Uh, you do realize you can oppress people without planet-killing, right?
Most of the time they took over civilizations and used armies.
No, Padme was in danger not because of the clone wars but because of anakin's paranoia after shmi's death/a self fullfilling prophecy about her death in childbirth.
But if it wasn't for Palpatine and the Clone Wars, he never would've been driven to the darkside and self-fulfilled that prophecy.
It was the battles of the war that drove him further and further to the dark side, convincing him that he needed more power and anger would give him more power. It was the fighting that made the anger that he killed Padme with.
Oh, fun-fact, his great grandson Cade Skywalker learned how to bring people back from fatal wounds with the force... and he could do it better with the Light than the Dark.
Please elabroate more on the Sith experimentation on intelligent beings and warping and creating artifical life, other than the leviathans.
Karness Muur- one of the original-original Sith, created the Rakghoul plague.
One scratch from a rakghoul, and a person would become infected, physically change growing claws and teeth, and attack other people, their minds gone. It was a spreading plague that turned people into beasts. It killed over 60 million.
Muur could also turn non-force users directly into rakghouls with the force, and control them with his will.
Wait, the same reason the jedi have animosity betweeen the Sith IS about religous differences on the Force, sorta like how some religious people are against cloning, which is similar to the ethical issues about Sith "unnaturally creating" life.
No, more like how some religious people don't like being sacrificed or conquered or killed, or their fellow people turned into Rakghouls.
You're trying to boil this down to a minor religious conflict of the sort that exists between two minor sects. That isn't the case, the Sith do Bad Things. Concrete bad things that have nothing to do with minor religious differences.
Please send me links about the "sith slavery".

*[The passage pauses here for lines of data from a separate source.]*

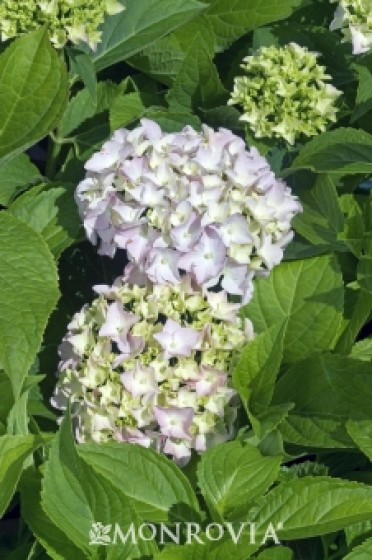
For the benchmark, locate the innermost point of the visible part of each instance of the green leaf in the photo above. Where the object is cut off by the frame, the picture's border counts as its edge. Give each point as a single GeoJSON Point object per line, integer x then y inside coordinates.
{"type": "Point", "coordinates": [313, 506]}
{"type": "Point", "coordinates": [362, 350]}
{"type": "Point", "coordinates": [55, 541]}
{"type": "Point", "coordinates": [361, 432]}
{"type": "Point", "coordinates": [345, 151]}
{"type": "Point", "coordinates": [231, 20]}
{"type": "Point", "coordinates": [169, 121]}
{"type": "Point", "coordinates": [7, 397]}
{"type": "Point", "coordinates": [363, 103]}
{"type": "Point", "coordinates": [82, 66]}
{"type": "Point", "coordinates": [255, 374]}
{"type": "Point", "coordinates": [364, 271]}
{"type": "Point", "coordinates": [224, 549]}
{"type": "Point", "coordinates": [13, 452]}
{"type": "Point", "coordinates": [74, 497]}
{"type": "Point", "coordinates": [52, 213]}
{"type": "Point", "coordinates": [358, 305]}
{"type": "Point", "coordinates": [315, 432]}
{"type": "Point", "coordinates": [82, 107]}
{"type": "Point", "coordinates": [231, 476]}
{"type": "Point", "coordinates": [361, 552]}
{"type": "Point", "coordinates": [331, 387]}
{"type": "Point", "coordinates": [276, 553]}
{"type": "Point", "coordinates": [197, 84]}
{"type": "Point", "coordinates": [15, 173]}
{"type": "Point", "coordinates": [153, 483]}
{"type": "Point", "coordinates": [33, 92]}
{"type": "Point", "coordinates": [17, 422]}
{"type": "Point", "coordinates": [126, 109]}
{"type": "Point", "coordinates": [161, 60]}
{"type": "Point", "coordinates": [308, 296]}
{"type": "Point", "coordinates": [27, 298]}
{"type": "Point", "coordinates": [140, 25]}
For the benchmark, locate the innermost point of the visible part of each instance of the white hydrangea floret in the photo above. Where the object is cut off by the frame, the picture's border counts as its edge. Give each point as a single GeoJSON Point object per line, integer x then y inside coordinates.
{"type": "Point", "coordinates": [151, 365]}
{"type": "Point", "coordinates": [194, 202]}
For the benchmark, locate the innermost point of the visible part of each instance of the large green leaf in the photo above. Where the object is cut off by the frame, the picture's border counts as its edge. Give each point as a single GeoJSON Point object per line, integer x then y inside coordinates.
{"type": "Point", "coordinates": [322, 219]}
{"type": "Point", "coordinates": [33, 92]}
{"type": "Point", "coordinates": [52, 213]}
{"type": "Point", "coordinates": [315, 432]}
{"type": "Point", "coordinates": [361, 432]}
{"type": "Point", "coordinates": [312, 506]}
{"type": "Point", "coordinates": [230, 20]}
{"type": "Point", "coordinates": [363, 103]}
{"type": "Point", "coordinates": [75, 497]}
{"type": "Point", "coordinates": [362, 552]}
{"type": "Point", "coordinates": [230, 476]}
{"type": "Point", "coordinates": [141, 24]}
{"type": "Point", "coordinates": [328, 386]}
{"type": "Point", "coordinates": [205, 549]}
{"type": "Point", "coordinates": [308, 296]}
{"type": "Point", "coordinates": [125, 109]}
{"type": "Point", "coordinates": [15, 173]}
{"type": "Point", "coordinates": [28, 295]}
{"type": "Point", "coordinates": [197, 83]}
{"type": "Point", "coordinates": [13, 452]}
{"type": "Point", "coordinates": [254, 375]}
{"type": "Point", "coordinates": [154, 484]}
{"type": "Point", "coordinates": [82, 107]}
{"type": "Point", "coordinates": [53, 539]}
{"type": "Point", "coordinates": [276, 553]}
{"type": "Point", "coordinates": [344, 151]}
{"type": "Point", "coordinates": [362, 350]}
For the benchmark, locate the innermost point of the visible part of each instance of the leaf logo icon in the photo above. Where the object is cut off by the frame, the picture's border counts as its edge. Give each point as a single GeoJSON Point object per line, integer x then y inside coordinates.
{"type": "Point", "coordinates": [99, 534]}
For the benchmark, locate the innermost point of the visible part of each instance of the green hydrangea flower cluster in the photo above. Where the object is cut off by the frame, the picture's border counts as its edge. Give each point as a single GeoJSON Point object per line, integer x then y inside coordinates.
{"type": "Point", "coordinates": [284, 93]}
{"type": "Point", "coordinates": [354, 17]}
{"type": "Point", "coordinates": [67, 20]}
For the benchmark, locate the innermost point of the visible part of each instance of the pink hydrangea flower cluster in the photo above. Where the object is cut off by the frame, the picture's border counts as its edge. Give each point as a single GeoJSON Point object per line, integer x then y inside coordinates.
{"type": "Point", "coordinates": [189, 202]}
{"type": "Point", "coordinates": [150, 365]}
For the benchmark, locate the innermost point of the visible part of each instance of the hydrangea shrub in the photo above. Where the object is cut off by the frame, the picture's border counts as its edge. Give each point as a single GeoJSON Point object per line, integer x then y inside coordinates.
{"type": "Point", "coordinates": [186, 294]}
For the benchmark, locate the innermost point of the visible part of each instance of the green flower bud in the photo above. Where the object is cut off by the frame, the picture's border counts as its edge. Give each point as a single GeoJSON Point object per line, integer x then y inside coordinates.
{"type": "Point", "coordinates": [354, 17]}
{"type": "Point", "coordinates": [66, 20]}
{"type": "Point", "coordinates": [284, 93]}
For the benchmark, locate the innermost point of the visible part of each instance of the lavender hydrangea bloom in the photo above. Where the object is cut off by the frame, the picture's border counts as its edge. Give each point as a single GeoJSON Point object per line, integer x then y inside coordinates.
{"type": "Point", "coordinates": [195, 202]}
{"type": "Point", "coordinates": [132, 376]}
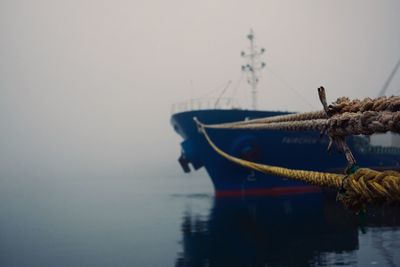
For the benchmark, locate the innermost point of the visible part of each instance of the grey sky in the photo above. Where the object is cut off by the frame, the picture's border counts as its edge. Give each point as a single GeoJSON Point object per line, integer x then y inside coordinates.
{"type": "Point", "coordinates": [86, 86]}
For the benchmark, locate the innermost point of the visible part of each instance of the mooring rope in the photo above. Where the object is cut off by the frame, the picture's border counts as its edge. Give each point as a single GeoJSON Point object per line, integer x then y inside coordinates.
{"type": "Point", "coordinates": [355, 190]}
{"type": "Point", "coordinates": [343, 109]}
{"type": "Point", "coordinates": [366, 123]}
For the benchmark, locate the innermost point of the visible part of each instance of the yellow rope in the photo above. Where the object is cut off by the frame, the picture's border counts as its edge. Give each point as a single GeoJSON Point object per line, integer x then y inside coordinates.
{"type": "Point", "coordinates": [363, 186]}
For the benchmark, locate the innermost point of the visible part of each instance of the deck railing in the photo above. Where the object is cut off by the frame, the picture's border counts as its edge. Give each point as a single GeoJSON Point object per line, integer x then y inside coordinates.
{"type": "Point", "coordinates": [204, 103]}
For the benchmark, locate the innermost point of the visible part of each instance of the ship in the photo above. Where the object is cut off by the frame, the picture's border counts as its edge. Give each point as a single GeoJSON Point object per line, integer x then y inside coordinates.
{"type": "Point", "coordinates": [305, 150]}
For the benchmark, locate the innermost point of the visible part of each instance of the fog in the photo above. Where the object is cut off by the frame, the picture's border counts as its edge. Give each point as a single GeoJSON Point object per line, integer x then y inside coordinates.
{"type": "Point", "coordinates": [86, 87]}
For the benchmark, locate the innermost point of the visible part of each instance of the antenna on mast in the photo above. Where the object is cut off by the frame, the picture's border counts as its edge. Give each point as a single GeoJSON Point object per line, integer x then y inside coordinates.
{"type": "Point", "coordinates": [253, 67]}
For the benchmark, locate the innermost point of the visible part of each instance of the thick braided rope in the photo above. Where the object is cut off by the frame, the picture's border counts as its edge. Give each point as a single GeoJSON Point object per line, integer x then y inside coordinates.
{"type": "Point", "coordinates": [364, 186]}
{"type": "Point", "coordinates": [366, 123]}
{"type": "Point", "coordinates": [274, 119]}
{"type": "Point", "coordinates": [342, 105]}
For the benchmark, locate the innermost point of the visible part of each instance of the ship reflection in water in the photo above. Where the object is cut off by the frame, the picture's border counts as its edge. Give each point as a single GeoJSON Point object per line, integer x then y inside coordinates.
{"type": "Point", "coordinates": [303, 230]}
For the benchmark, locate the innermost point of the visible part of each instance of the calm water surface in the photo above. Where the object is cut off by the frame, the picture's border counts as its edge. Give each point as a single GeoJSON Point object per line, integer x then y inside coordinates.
{"type": "Point", "coordinates": [171, 219]}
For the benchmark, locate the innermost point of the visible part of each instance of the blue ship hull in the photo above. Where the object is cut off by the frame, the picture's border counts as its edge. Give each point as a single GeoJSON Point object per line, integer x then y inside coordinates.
{"type": "Point", "coordinates": [297, 150]}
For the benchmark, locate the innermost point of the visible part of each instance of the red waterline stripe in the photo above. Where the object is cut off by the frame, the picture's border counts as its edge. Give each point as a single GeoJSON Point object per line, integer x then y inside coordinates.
{"type": "Point", "coordinates": [276, 191]}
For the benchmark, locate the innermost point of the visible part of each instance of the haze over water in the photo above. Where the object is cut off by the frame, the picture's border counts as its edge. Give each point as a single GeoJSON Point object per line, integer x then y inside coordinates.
{"type": "Point", "coordinates": [88, 171]}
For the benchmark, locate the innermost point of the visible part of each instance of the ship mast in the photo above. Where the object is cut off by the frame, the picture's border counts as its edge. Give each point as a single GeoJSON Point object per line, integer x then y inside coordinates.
{"type": "Point", "coordinates": [253, 67]}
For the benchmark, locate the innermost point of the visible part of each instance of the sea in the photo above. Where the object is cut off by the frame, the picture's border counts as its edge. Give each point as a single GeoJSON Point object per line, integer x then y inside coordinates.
{"type": "Point", "coordinates": [167, 218]}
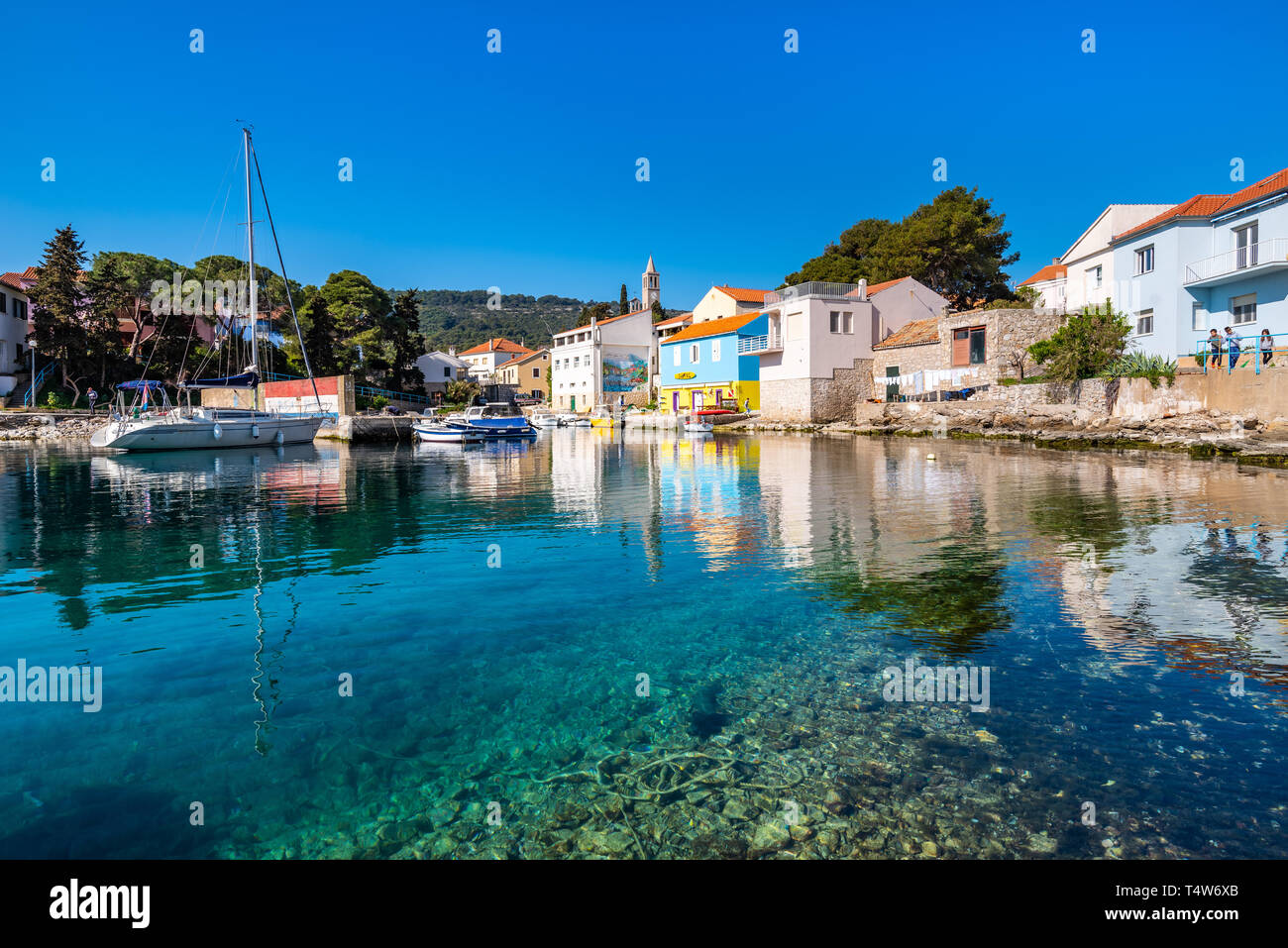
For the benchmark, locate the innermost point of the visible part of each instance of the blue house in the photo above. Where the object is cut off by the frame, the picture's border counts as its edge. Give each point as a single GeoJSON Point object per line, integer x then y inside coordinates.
{"type": "Point", "coordinates": [707, 366]}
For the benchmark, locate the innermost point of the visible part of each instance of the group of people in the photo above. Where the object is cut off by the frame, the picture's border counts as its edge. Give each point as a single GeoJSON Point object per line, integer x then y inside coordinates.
{"type": "Point", "coordinates": [1232, 344]}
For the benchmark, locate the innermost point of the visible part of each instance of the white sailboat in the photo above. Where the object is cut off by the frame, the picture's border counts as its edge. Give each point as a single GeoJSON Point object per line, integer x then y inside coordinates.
{"type": "Point", "coordinates": [145, 425]}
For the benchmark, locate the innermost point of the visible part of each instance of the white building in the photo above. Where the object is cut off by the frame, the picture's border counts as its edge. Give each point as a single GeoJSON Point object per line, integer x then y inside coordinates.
{"type": "Point", "coordinates": [441, 368]}
{"type": "Point", "coordinates": [721, 301]}
{"type": "Point", "coordinates": [818, 333]}
{"type": "Point", "coordinates": [1085, 274]}
{"type": "Point", "coordinates": [1211, 262]}
{"type": "Point", "coordinates": [14, 312]}
{"type": "Point", "coordinates": [484, 357]}
{"type": "Point", "coordinates": [603, 363]}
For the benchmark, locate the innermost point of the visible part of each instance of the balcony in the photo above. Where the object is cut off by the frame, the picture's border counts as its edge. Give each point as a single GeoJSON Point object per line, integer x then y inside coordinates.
{"type": "Point", "coordinates": [831, 291]}
{"type": "Point", "coordinates": [1237, 263]}
{"type": "Point", "coordinates": [754, 346]}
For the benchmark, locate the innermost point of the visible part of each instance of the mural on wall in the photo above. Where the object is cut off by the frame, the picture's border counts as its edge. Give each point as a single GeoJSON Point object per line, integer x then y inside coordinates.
{"type": "Point", "coordinates": [625, 372]}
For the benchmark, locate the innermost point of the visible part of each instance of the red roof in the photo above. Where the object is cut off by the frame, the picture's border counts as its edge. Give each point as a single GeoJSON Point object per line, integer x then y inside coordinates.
{"type": "Point", "coordinates": [604, 322]}
{"type": "Point", "coordinates": [743, 295]}
{"type": "Point", "coordinates": [494, 346]}
{"type": "Point", "coordinates": [915, 333]}
{"type": "Point", "coordinates": [1054, 270]}
{"type": "Point", "coordinates": [712, 327]}
{"type": "Point", "coordinates": [1203, 206]}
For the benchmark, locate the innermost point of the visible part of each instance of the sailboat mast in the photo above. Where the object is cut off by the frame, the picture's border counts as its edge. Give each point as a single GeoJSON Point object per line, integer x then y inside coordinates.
{"type": "Point", "coordinates": [250, 253]}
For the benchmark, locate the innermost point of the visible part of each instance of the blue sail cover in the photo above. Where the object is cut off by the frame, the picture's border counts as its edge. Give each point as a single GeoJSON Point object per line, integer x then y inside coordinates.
{"type": "Point", "coordinates": [246, 380]}
{"type": "Point", "coordinates": [141, 384]}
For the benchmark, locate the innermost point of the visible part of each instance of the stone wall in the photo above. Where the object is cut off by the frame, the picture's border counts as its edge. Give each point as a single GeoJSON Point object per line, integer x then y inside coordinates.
{"type": "Point", "coordinates": [1006, 331]}
{"type": "Point", "coordinates": [816, 401]}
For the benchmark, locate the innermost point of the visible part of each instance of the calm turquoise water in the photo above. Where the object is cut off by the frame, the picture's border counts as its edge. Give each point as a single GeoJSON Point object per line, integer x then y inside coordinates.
{"type": "Point", "coordinates": [761, 584]}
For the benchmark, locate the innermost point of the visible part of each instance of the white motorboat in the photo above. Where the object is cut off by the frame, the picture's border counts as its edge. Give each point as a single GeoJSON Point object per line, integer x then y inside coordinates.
{"type": "Point", "coordinates": [150, 423]}
{"type": "Point", "coordinates": [544, 417]}
{"type": "Point", "coordinates": [447, 434]}
{"type": "Point", "coordinates": [494, 420]}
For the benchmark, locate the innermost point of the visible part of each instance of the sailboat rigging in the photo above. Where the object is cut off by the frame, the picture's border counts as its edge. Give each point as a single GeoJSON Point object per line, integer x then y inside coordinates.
{"type": "Point", "coordinates": [146, 425]}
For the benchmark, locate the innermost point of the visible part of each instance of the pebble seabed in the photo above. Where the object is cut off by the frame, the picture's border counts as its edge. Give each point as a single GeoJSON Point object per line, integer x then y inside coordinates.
{"type": "Point", "coordinates": [806, 760]}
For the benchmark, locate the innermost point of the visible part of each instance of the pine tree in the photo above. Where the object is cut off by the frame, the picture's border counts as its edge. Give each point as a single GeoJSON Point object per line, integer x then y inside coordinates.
{"type": "Point", "coordinates": [56, 304]}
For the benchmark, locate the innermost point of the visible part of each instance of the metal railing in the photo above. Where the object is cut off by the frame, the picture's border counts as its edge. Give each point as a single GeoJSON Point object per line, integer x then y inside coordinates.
{"type": "Point", "coordinates": [1235, 260]}
{"type": "Point", "coordinates": [810, 288]}
{"type": "Point", "coordinates": [34, 389]}
{"type": "Point", "coordinates": [1254, 348]}
{"type": "Point", "coordinates": [767, 343]}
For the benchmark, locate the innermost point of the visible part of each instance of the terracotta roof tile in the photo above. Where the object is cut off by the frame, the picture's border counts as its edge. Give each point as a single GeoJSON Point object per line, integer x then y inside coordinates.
{"type": "Point", "coordinates": [1052, 270]}
{"type": "Point", "coordinates": [743, 295]}
{"type": "Point", "coordinates": [915, 333]}
{"type": "Point", "coordinates": [497, 344]}
{"type": "Point", "coordinates": [712, 327]}
{"type": "Point", "coordinates": [1210, 205]}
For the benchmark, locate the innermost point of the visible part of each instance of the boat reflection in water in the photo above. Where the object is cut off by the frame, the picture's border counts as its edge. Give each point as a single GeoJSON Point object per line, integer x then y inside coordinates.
{"type": "Point", "coordinates": [763, 582]}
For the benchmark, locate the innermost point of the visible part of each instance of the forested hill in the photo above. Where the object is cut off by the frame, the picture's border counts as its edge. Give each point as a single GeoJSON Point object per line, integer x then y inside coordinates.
{"type": "Point", "coordinates": [462, 317]}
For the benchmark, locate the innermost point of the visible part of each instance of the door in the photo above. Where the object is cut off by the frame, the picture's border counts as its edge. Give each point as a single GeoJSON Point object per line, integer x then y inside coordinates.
{"type": "Point", "coordinates": [892, 389]}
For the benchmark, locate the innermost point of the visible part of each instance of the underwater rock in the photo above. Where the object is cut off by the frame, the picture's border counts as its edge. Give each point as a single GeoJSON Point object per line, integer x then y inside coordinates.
{"type": "Point", "coordinates": [769, 837]}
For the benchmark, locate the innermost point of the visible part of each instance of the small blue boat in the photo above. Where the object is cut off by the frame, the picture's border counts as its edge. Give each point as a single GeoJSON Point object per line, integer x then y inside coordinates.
{"type": "Point", "coordinates": [494, 420]}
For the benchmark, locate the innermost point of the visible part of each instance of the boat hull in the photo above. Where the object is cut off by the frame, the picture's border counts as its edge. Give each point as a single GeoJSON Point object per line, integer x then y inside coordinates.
{"type": "Point", "coordinates": [447, 436]}
{"type": "Point", "coordinates": [188, 434]}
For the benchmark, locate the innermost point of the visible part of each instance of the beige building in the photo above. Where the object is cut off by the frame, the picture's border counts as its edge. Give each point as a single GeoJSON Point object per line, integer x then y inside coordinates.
{"type": "Point", "coordinates": [722, 301]}
{"type": "Point", "coordinates": [527, 373]}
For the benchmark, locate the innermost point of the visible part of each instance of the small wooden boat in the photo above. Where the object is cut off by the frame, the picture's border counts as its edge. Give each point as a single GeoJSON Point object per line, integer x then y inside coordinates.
{"type": "Point", "coordinates": [446, 434]}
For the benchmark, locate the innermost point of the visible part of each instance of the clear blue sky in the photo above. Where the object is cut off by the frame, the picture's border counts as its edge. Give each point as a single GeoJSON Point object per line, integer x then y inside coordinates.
{"type": "Point", "coordinates": [518, 168]}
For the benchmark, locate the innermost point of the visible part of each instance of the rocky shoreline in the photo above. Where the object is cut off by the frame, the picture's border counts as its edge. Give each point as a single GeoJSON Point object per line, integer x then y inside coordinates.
{"type": "Point", "coordinates": [46, 428]}
{"type": "Point", "coordinates": [1206, 434]}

Here, let me tell you the words of Darth Thanaton:
"Once, statues of great men stood before these cliffs. Those statues were monuments to warriors, alchemists, great philosophies who refined the sacred doctrines of the Sith. A hundred thousand slaves gave their lives to carve those statues."
Also, learn of The Crucible, which was tasked with capturing refugees displaced from war in order for them to be used as a slave army that would fight for the Sith Empire.
In the words of one of the victims,
"Through the Great Sith War – Even during the golden age of the Sith – They've been here all along. Hiding, stealing. Stealing people! Tearing families apart. Children, parents separated – Forced to fight! Told their loved ones will suffer if they don't fight. But everyone suffers. Everyones!"
―Ralthar Sitan
Then there's the Odionate, the domain of the Sith Lord Odion during the New Sith Lords.
"Due to his nihilistic worldview, Odion paid little time and resources to the Odionate's economy and his subjects' welfare. Following the annexation of the Bactranate, Odion arranged for the "voluntary deaths" of several bankers and accountants since those occupations had become redundant within his domain. Under his rule, the population was pressed into slavery within his armies and factories churning war materiel."
Fun guy, eh?
I read somewhere on a star wars forum site that the Sith killed their own officers if their boots weren't polished the right way? Is that true or not?
Eh, some of them might do it for something so minor. Lots of subordinates were killed, but generally because they failed, made a mistake, caught their masters on a bad day...
Also, seeing their masters in a moment of weakness was a common cause of death.
They have problems well beyond killing subordinates for minor errors, mind you.